Foram encaminhadas 1.219 propostas. A maior parte (R$ 6,4 bilhões) será destinada à ampliação da rede de telefonia móvel. Em seguida, os maiores aportes são para expansão de tecnologias de acesso óptico (R$ 3,5 bilhões), transporte óptico (2,2 bilhões), que abrangem tanto as redes de transmissão quanto redes que levam a banda larga até a casa do consumidor. Também ganham destaque os projetos para acesso metálico (R$ 2 bilhões) – redes de cabos de metal – e satélite (R$ 1,9 bilhão).

O Regime Especial de Tributação do Programa Nacional de Banda Larga (REPNBL) tem projetos que somam R$ 17,7 bilhões para investimentos em infraestrutura de telecomunicações em todo o Brasil até 2016. Esse volume de recursos será aplicado por meio de 1.219 propostas que foram encaminhadas ao Ministério das Comunicações durante os dois anos de duração do programa, encerrado em 30 de junho último.

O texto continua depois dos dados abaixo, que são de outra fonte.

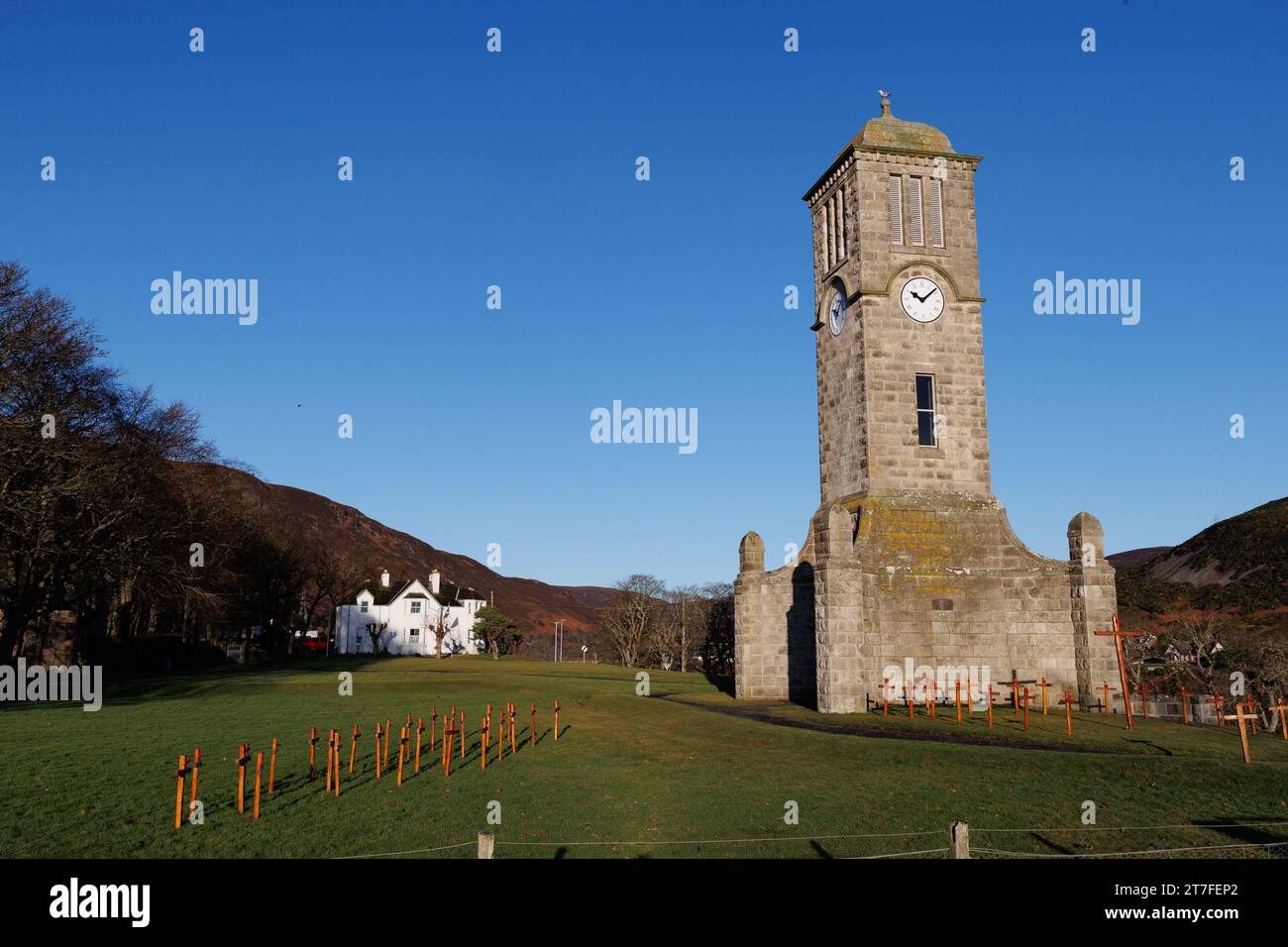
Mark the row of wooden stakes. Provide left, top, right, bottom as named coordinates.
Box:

O REPNBL foi regulamentado em 2013 com o objetivo de promover a modernização e a expansão das redes de telecomunicações por meio da desoneração do IPI, PIS e Cofins. Os projetos já aprovados pelo MiniCom beneficiam mais de 3 mil municípios de todo o País. Depois da avaliação de todas as propostas, esse número de cidades contempladas pode superar 5 mil. Entre as regiões brasileiras, o maior volume de investimentos será no Sudeste (R$ 9 bilhões) e no Nordeste (R$ 4 bilhões). Em seguida vêm Sul(R$ 2 bilhões), Centro-Oeste (R$ 1,5 bilhão) e Norte (R$ 955 milhões).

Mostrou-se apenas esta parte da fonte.